In 2018, the young Italian woman had been following the actions of a Swedish teenager, Greta Thunberg, as she protested in front of the country’s parliament in a bid to force the government to meet carbon-emissions targets as part of the Paris Climate Agreement.
“At that moment I understood we were facing an existential crisis, and this was based on science, not just people’s opinions. I had to ask myself what I could do to avoid telling my future children that their mum had not done enough to protect their future,” Gasbarro says.
Realising quickly that there was no time to lose, the student began to organize her own climate strikes and the Rome chapter of a new youth movement, Fridays for Future (FFF), was born in February 2019. A month later Thunberg joined the group for a demonstration in the city.
As well as becoming an environmental influencer herself, Gasbarro quickly realised that engaging with children on a grass-roots level was key. That led to her visiting schools in the Rome area in a bid to teach them about the issues that now consumed her.
“Young people are not stupid, they only need to understand the problem and then start little-by-little [to make changes].”
This approach to involving school children in the process is also a key part of the European-Union-backed Horizon project Allthings.bioPRO, which seeks to promote the adoption of sustainable behaviour and a European bioeconomy.
ATB has been putting citizens and consumers at the heart of its attempts to devise effective ways to increase awareness and instigate change. With kids and schools as one of its four key themes, the endeavour has been engaged in the development of a serious game with the help of school children in Germany and Estonia, who have been participating in workshops.
The game is designed to educate young people about the bioeconomy while also entertaining them. It is being developed in a co-creation process with the youngsters who are helping to shape everything from the characters to the story lines.
These include various scenarios such as an adventurer who returns to earth by spaceship to fight an evil garbage monster who is ruining his planet.
“We thought that a playful way to get to know this topic might be a good way to engage, especially with the target group,” Tabea Waltenberg, one of the German moderators , explains.
The finished product will eventually be available to download and will be distributed to schools.
“The kids didn’t know specifically about the bioeconomy [when they began the excercises] but had an idea about environmentally friendly behaviour,” Waltenberg says.
But Cressina Breuer, a teacher from Siegen, in Germany, whose year-7 students took part in the game development, believes young people, like adults, approach the quest for more sustainability in varied ways.
“Some are interested right away, others not at all.
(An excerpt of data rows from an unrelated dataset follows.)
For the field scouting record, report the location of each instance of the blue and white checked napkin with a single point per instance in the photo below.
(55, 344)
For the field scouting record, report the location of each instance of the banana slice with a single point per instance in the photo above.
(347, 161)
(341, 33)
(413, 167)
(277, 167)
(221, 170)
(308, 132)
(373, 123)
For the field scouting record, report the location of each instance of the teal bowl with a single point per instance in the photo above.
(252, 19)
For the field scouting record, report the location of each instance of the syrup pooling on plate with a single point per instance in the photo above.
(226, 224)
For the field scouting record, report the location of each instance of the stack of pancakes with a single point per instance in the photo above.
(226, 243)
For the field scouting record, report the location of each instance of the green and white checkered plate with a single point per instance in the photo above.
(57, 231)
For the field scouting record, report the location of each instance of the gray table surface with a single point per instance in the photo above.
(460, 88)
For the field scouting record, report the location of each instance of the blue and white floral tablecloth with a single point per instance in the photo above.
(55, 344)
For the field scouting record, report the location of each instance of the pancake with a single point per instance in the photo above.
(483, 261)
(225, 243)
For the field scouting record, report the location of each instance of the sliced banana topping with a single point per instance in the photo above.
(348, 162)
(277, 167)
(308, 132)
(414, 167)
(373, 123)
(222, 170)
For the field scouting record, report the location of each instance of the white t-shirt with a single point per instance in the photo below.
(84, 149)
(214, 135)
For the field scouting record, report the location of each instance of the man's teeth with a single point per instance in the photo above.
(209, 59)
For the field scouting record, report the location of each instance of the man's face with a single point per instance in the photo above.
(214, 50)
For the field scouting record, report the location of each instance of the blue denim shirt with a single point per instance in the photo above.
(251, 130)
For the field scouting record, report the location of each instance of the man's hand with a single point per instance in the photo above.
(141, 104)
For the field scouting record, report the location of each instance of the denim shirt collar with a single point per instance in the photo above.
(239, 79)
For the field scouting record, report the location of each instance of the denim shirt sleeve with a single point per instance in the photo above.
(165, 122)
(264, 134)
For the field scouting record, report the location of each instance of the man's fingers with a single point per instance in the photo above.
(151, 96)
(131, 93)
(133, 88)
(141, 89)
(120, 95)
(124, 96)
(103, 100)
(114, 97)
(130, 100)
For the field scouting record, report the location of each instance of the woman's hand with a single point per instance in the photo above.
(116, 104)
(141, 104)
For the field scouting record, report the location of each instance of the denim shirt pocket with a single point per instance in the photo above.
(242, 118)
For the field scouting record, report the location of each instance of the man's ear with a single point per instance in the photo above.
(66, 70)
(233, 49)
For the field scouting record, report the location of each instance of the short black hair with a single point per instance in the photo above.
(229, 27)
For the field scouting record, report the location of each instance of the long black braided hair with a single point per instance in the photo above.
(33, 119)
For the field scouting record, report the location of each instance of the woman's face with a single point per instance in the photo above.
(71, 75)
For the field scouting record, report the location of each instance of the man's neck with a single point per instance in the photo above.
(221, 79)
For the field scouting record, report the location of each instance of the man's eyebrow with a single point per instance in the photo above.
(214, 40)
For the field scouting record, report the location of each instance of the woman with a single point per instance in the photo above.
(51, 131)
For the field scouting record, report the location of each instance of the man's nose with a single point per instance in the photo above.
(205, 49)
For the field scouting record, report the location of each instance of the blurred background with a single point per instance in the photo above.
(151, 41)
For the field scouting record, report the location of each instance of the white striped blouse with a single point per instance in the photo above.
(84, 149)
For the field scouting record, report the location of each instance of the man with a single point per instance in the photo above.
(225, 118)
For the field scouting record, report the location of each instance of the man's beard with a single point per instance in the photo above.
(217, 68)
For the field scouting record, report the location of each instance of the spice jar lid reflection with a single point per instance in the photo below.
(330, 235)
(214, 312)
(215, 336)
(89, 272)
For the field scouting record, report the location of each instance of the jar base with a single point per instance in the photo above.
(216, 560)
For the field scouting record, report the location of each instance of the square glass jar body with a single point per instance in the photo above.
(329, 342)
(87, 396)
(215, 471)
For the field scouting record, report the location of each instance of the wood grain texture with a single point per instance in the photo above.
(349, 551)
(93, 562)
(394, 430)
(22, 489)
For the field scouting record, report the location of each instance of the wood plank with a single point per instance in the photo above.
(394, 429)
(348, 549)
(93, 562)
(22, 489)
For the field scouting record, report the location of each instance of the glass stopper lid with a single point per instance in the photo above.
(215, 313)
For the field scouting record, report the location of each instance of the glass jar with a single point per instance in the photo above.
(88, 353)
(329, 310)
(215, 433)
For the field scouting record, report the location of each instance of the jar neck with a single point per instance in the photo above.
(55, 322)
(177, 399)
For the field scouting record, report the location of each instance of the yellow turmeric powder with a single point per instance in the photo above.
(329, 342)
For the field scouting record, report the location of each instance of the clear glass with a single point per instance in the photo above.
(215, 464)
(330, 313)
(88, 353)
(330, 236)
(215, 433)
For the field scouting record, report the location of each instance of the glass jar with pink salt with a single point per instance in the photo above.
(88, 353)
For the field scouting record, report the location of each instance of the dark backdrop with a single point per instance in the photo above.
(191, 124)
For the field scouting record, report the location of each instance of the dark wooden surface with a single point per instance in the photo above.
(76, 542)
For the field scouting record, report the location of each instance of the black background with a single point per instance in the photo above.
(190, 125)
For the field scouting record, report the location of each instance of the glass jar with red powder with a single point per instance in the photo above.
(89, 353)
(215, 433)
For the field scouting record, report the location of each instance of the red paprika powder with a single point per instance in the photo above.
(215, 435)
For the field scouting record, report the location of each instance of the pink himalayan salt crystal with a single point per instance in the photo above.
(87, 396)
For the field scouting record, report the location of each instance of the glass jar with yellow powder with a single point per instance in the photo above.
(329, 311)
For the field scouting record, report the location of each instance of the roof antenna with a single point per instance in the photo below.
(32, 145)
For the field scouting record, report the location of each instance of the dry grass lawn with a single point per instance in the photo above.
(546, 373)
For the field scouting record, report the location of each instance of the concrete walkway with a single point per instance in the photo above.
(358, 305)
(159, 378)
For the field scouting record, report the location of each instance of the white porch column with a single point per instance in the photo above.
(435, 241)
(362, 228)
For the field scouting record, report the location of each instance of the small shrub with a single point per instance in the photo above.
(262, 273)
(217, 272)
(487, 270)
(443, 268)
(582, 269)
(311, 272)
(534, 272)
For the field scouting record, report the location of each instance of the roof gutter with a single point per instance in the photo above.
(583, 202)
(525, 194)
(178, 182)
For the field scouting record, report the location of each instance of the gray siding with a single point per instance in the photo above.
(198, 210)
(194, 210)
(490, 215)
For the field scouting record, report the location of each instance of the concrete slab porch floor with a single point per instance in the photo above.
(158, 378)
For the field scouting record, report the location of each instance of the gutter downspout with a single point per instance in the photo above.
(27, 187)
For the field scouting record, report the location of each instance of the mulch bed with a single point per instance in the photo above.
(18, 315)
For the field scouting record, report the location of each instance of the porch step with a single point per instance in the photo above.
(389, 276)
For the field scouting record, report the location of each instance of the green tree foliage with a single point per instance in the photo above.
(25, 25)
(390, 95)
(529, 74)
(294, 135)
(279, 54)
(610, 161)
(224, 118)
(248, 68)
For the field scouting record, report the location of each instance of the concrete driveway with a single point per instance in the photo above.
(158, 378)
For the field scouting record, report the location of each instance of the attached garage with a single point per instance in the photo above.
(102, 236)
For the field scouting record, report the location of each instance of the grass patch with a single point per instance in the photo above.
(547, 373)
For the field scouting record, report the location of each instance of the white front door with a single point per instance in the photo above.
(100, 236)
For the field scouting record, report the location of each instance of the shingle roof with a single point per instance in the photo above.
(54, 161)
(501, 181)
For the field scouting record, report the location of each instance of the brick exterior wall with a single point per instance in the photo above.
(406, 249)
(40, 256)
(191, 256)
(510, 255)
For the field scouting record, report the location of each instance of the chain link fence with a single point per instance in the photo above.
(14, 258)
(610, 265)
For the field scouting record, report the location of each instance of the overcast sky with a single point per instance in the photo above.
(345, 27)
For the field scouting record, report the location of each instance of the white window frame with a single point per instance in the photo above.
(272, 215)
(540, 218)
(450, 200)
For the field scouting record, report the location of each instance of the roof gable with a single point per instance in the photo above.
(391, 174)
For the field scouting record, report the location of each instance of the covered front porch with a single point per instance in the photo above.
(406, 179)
But as soon as you introduce them to the topic and show them that this really affects us all personally and will affect us in the future, opinions change quickly.”
The game is an ideal way to communicate often quite complex information simply, she believes: “They [the children] internalize and learn quite automatically […]. Similarly, I notice in English lessons how much vocabulary they already know from apps and video games. That could be similar with sustainability and the bioeconomy [through the game].”
Certainly, many of her students believe their involvement in developing the game has helped them understand the subject better and it will benefit others too:
“I have decided to walk more instead of being driven around by car […] and I make sure that I don’t throw my garbage on the street or in the forest.”
“I now buy more sustainable things and try to purchase fewer plastic objects such as packaging.”
“I think this game will help young people. In particular, those who haven’t learnt about the subject at school.”
As young people become more active in the fight for change, there is also gathering evidence that they are particularly susceptible to anxiety issues surrounding the effects of global warming and damage to the environment.
A recent study from The Lancet Planetary Health found that the young participants felt frustrated with the lack of action from governments around the globe. This led to more than 45% of respondents saying that their feelings over climate change are negatively impacting their daily lives.
Observers such as Gasbarro are quick to point out though that the recent groundswell of action and awareness from young climate activists should not be seen as absolving older generations from making hard decisions, either as consumers or policymakers.
“Saying ‘young people will save the world, they are the future’ is just a way for those who don’t take the climate crisis seriously to avoid their responsibilities,” she says.
In the end, the EU’s goal of achieving net-zero emissions by 2050 will be the result of a common, united effort, she adds.